Add to these challenges the fact that underwater habitats are becoming as endangered as the sea turtles they support. Scientists have found that the cozy coral reefs where sea turtles swim, eat and grow into adulthood are imperiled by the rising temperatures of the world’s oceans. Turtles are rapidly running out of safe places to live and reproduce.
In Panama, the Conservancy is gathering data on coral reefs and underwater communities. That information is crucial to determining habitat health and devising the most effective strategies for preserving the ecosystems on which turtles and local communities depend.
More Protection than Just a Shell
Zoning plans developed by the Conservancy and our local partners in the Panamanian Caribbean and Costa Rica’s Osa Peninsula address threats from coastal development projects that infringe on key sea turtle breeding grounds. These plans complement conservation strategies to ensure responsible infrastructure development and the safety of local species.

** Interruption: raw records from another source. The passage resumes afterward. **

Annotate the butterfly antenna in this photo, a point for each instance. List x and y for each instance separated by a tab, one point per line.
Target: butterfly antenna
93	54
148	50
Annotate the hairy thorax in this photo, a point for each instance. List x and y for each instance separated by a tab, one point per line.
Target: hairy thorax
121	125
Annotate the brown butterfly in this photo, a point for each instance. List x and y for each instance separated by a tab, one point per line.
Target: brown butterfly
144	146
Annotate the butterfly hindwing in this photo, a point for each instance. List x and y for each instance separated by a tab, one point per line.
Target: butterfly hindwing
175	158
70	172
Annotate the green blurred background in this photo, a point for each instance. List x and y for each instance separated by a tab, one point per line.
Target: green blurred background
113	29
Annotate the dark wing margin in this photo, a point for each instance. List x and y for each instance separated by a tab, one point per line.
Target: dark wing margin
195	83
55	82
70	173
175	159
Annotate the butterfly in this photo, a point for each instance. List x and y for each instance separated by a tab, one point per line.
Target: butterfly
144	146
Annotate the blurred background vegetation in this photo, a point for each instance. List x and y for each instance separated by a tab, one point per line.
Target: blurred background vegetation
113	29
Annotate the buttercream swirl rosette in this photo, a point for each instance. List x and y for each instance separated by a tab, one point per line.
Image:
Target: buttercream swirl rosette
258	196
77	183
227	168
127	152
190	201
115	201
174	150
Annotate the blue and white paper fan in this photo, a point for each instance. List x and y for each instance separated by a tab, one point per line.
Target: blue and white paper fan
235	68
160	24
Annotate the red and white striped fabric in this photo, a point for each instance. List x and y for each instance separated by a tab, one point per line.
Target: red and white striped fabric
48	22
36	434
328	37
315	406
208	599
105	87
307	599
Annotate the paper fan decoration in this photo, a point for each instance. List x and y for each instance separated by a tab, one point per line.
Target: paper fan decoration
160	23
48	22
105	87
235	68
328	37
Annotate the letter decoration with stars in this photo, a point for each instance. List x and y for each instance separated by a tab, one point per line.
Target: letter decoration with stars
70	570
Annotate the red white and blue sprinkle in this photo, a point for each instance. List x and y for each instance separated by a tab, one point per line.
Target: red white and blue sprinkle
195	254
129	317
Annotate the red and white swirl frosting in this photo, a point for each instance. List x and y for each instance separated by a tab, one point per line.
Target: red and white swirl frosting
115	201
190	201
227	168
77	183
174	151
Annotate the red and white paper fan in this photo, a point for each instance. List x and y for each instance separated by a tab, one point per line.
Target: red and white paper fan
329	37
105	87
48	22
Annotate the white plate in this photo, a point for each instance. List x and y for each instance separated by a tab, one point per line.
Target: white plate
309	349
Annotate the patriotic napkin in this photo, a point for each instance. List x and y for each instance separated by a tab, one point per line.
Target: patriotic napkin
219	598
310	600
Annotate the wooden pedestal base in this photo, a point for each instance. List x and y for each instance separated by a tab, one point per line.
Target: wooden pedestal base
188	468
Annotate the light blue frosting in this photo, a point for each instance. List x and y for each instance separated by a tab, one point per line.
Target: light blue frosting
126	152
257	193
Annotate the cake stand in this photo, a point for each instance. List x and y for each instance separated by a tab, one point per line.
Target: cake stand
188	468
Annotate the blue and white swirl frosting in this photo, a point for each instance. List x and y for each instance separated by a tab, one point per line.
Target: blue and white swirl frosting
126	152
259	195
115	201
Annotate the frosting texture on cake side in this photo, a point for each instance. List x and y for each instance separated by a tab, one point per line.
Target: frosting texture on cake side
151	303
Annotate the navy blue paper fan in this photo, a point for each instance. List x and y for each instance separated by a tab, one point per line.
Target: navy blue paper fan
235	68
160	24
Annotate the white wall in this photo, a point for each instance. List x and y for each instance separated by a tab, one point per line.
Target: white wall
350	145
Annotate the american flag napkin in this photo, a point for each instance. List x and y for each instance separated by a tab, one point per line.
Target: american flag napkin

In Costa Rica, the Conservancy provides ongoing support for partners managing coastal protected areas, who in turn are protecting the beaches that are critical to sea turtle reproduction.
That list of partners includes organizations such as Costa Rica’s National System of Conservation Areas and the Osa Sea Turtle Conservation Program, the Inter-American Convention for the Protection and Conservation of Sea Turtles and WIDECAST, the Wider Caribbean Sea Turtle Conservation Network.
Through these organizations, we’re taking steps like helping to organize turtle conservation workshops and protect the beaches around Drake Bay, home to more than 4,000 egg-laying sites each nesting season. Sea turtles are gaining advocates in their struggle for habitat, but there’s work yet to be done.
Sea Turtles Forever
Costa Rica contains a staggering share of the world’s biodiversity. Scientists estimate it could hold as much as five percent of the entire world’s plant and animal species, and sea turtles form a tiny but important sliver of Costa Rica’s natural splendor.
Forever Costa Rica is a homegrown initiative that’s innovating new conservation solutions in a country where nature needs protection. Thanks to $50 million of external public and private funding as well as a $19 million annual earmark from the Costa Rican government, sea turtles will benefit from expansive protected areas that employ cutting-edge management strategies.
“Our marine conservation work here is closely aligned with the objectives of the Forever Costa Rica initiative,” says Fabian Sanchez, a Conservancy public protected areas marine specialist working in the country. “More and better parks means four species of sea turtles will have an extra 175 kilometers of protected Costa Rican beaches where they can safely nest.”